Sky TV will continue to do content deals with phone companies despite a Commerce Commission warning that it is being monitored for breaches of competition law.
After an 18-month investigation, the commission said there were historical breaches of competition law in the pay TV operator's agreements with internet service providers (ISPs), such as Telecom and Vodafone, over the resale of its content.
However, the commission said the television market had changed dramatically during the investigation, reducing the chances of similar behaviour in the future.
The watchdog said it would continue to monitor Sky TV and would take it to court if there was evidence of further breaches.
But Sky TV chief executive John Fellett said he did not believe Sky's contracts breached any law, and that it would never knowingly breach one.
The company's contracts with ISPs had always been flexible and had not been changed as a result of the investigation.
"So often you hear reports that Sky has these restrictive arrangements with these partners but keep in mind those agreements allowed Telecom to do a deal with TiVo or Coliseum, with the English Premier League, so it's hard to imagine anyone could define those as restrictive," Mr Fellett said.

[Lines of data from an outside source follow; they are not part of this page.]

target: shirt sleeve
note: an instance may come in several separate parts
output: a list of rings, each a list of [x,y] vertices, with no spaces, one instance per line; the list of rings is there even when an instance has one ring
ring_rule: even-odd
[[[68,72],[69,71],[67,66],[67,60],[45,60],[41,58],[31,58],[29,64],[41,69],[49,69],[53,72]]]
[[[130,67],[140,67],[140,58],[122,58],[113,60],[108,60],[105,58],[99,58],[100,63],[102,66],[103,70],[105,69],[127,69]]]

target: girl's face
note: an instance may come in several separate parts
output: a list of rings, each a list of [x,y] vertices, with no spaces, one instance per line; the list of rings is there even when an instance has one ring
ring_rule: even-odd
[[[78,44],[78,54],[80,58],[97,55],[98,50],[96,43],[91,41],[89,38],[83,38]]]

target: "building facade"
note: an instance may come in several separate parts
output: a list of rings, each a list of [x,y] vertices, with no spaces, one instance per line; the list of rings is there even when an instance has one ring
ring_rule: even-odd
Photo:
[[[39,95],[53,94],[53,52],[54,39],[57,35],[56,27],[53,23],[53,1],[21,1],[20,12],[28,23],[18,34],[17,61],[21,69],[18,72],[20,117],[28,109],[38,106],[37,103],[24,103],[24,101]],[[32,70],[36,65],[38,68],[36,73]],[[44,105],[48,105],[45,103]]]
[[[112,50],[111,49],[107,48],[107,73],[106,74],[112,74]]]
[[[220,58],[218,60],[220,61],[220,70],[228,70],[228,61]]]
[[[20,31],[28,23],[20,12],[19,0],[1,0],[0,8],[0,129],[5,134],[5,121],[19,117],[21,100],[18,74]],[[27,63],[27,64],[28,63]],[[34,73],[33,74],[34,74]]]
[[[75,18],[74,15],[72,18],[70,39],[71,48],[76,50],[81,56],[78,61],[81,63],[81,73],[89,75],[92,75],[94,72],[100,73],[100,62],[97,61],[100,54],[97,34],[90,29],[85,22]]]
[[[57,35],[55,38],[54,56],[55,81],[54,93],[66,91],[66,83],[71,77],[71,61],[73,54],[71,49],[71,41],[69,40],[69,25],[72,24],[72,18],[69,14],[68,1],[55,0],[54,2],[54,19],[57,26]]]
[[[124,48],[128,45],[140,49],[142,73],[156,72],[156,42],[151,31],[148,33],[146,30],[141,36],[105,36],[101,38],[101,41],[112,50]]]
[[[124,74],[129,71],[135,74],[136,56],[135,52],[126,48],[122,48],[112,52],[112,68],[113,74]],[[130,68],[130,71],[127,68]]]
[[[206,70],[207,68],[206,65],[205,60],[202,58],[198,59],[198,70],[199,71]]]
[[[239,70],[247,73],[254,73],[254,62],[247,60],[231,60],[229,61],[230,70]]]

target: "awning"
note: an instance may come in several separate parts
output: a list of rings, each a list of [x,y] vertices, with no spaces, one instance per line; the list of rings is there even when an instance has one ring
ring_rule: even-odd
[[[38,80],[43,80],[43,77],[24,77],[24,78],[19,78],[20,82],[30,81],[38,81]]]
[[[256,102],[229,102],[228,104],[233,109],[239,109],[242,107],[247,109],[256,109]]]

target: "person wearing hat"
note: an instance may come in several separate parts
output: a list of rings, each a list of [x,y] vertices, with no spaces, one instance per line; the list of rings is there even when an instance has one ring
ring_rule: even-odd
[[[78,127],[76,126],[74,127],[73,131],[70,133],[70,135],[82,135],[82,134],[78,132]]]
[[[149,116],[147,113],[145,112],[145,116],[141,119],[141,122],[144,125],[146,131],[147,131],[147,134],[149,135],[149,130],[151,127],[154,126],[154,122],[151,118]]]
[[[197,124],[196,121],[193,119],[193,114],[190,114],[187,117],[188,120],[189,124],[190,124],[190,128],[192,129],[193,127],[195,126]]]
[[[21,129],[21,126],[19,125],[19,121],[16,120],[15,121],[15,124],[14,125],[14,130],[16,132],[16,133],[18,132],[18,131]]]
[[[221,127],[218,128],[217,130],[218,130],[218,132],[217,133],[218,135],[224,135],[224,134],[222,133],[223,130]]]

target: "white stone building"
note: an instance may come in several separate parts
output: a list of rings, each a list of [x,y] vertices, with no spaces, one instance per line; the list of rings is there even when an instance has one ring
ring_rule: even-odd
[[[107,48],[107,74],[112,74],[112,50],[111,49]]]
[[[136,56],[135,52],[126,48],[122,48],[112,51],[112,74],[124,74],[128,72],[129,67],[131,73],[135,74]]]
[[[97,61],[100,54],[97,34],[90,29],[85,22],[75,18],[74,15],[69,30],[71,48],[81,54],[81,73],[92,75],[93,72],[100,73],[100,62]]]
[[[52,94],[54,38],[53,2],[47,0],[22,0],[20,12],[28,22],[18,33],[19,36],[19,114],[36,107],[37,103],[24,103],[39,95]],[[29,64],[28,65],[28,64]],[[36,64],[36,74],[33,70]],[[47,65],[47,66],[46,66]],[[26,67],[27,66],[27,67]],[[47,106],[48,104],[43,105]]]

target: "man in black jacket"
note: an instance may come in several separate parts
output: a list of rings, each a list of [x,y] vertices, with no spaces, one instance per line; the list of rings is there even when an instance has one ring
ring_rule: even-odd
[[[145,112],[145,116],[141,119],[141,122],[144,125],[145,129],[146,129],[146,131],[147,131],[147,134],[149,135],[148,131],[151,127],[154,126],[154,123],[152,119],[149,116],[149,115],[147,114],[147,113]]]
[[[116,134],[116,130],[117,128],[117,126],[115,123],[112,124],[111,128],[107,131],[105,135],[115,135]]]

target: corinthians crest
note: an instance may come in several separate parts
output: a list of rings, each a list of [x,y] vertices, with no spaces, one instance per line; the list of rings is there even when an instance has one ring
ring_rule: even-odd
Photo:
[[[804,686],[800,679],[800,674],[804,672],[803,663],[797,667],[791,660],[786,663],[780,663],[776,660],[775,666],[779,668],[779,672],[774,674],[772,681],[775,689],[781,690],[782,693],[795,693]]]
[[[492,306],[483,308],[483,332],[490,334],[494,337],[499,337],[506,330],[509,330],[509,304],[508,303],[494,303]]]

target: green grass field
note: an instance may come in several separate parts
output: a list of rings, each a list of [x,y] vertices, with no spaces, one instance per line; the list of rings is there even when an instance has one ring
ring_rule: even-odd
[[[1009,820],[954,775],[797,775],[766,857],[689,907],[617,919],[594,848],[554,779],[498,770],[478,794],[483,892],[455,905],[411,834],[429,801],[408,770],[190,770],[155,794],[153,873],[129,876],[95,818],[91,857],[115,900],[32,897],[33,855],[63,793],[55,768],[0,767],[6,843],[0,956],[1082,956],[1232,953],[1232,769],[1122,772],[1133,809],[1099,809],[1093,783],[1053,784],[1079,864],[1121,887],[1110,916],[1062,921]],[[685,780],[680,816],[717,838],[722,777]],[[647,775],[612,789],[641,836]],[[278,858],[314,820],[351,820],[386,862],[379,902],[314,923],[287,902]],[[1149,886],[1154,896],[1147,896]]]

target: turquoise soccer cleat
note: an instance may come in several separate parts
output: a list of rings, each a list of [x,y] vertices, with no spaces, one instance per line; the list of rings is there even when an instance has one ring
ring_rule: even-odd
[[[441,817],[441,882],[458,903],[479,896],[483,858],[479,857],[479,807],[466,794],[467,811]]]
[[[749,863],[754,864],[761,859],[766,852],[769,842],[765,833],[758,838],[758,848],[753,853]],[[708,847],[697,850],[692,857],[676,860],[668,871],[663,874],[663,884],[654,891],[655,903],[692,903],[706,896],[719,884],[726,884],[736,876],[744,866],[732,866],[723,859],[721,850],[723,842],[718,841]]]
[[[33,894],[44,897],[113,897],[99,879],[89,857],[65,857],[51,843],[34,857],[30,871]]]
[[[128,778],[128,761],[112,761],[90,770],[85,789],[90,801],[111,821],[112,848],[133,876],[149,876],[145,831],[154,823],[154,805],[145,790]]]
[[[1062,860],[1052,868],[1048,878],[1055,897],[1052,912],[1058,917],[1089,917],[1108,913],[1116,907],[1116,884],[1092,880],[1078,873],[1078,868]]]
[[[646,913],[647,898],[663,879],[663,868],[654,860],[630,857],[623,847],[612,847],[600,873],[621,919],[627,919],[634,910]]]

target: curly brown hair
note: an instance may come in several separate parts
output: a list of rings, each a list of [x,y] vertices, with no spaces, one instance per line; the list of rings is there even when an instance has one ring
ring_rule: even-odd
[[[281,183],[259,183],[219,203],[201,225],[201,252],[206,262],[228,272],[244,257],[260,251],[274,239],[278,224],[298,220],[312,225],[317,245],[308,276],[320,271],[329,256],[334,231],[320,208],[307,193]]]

The company was not concerned the Commerce Commission was monitoring it and would continue to do content deals with phone companies.
"Again, we've never considered that we breached anything. We've always played with a straight hand and we're quite open and upfront with all of our partners on these arrangements," he said.
Commerce Commission chairman Mark Berry while it would continue monitoring Sky, such cases could take several years, cost several million dollars and finish in an era which was vastly different to the time when the breach occurred.
"... these matters do take time and there are appeal rights, and that typically is what would be likely to happen in relation to an historic breach claim," Mr Berry said.
The commission was in a position to prosecute should Sky refuse to grant any future exemption "and it would be other forward-looking forms of relief that we would pursue", he said.